Cette technologie est inédite, car quand bien même il s'agit d'une technologie informatique, elle n'est comparable à aucune autre technologie informatique qui l'a précédée.
En effet, s'ils peuvent être fascinants et utiles, les résultats produits par l'IA générative sont toujours inattendus et incertains.
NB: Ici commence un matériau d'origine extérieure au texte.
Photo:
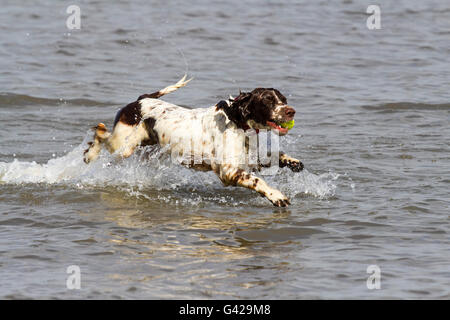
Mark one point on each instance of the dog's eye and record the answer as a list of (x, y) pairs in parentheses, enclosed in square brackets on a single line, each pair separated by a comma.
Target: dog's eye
[(269, 98)]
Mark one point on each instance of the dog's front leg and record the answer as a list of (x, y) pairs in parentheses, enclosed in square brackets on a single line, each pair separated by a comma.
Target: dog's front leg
[(292, 163), (238, 177)]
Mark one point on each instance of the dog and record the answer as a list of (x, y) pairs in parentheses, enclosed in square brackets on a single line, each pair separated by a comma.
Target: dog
[(201, 131)]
Il en résulte que l'utilisateur doit systématiquement fournir un travail qu'il n'avait jusqu'alors pas à fournir :
- il doit expérimenter pour découvrir ce dont l'outil est a priori capable et incapable, ce qui dépend de tout un contexte que l'utilisateur ne maîtrise que partiellement, dont ce qui est demandé à l'outil (le prompt) ainsi que les données et outils auxquels ce dernier peut accéder ;
- quand il détermine un usage possible, il n'en doit pas moins contrôler le résultat produit ;
- quand ce résultat n'est pas correct, il doit le corriger sans certitude qu'à l'avenir, l'erreur ne se reproduira pas ;
- quand il dispose d'un résultat correct, il doit déterminer si utiliser l'outil en vaut finalement la peine, sans certitude que le contexte évoqué se retrouvera, ni que l'outil se comportera pareillement dans ce dernier.
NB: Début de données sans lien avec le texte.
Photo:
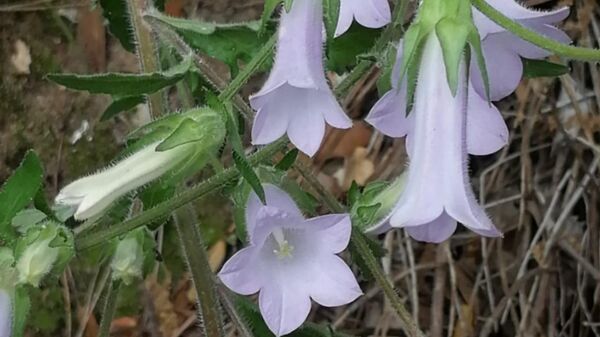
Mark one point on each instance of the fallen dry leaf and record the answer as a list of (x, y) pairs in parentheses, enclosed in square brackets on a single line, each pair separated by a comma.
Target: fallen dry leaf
[(21, 59)]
A ce jour, il n'existe aucun moyen technique pour exempter l'utilisateur de ce travail, et quand il est possible d'en concevoir pour le soulager d'une partie de ce travail, ces moyens ont toutes les chances d'être complexes, donc coûteux, si bien que leur existence ne peut être présumée.
Par ailleurs :
- s'agissant d'interaction avec un modèle via un chat, la question que l'on pose (le prompt utilisateur), n'est jamais celle qui est réellement posée : elle est toujours précédée d'instructions données au modèle pour cadrer la réponse (le prompt système) ;
- s'agissant de l'entraînement d'un modèle sur des données, il n'existe aucun moyen réellement praticable pour supprimer du modèle une donnée sur laquelle il a été entraîné, à moins de réitérer l'entraînement en omettant cette dernière.
La technologie n'est pas un produit. Y recourir expose l'utilisateur à des risques spécifiques, le premier étant que tout ce qui vient d'être dit cesse de l'étonner.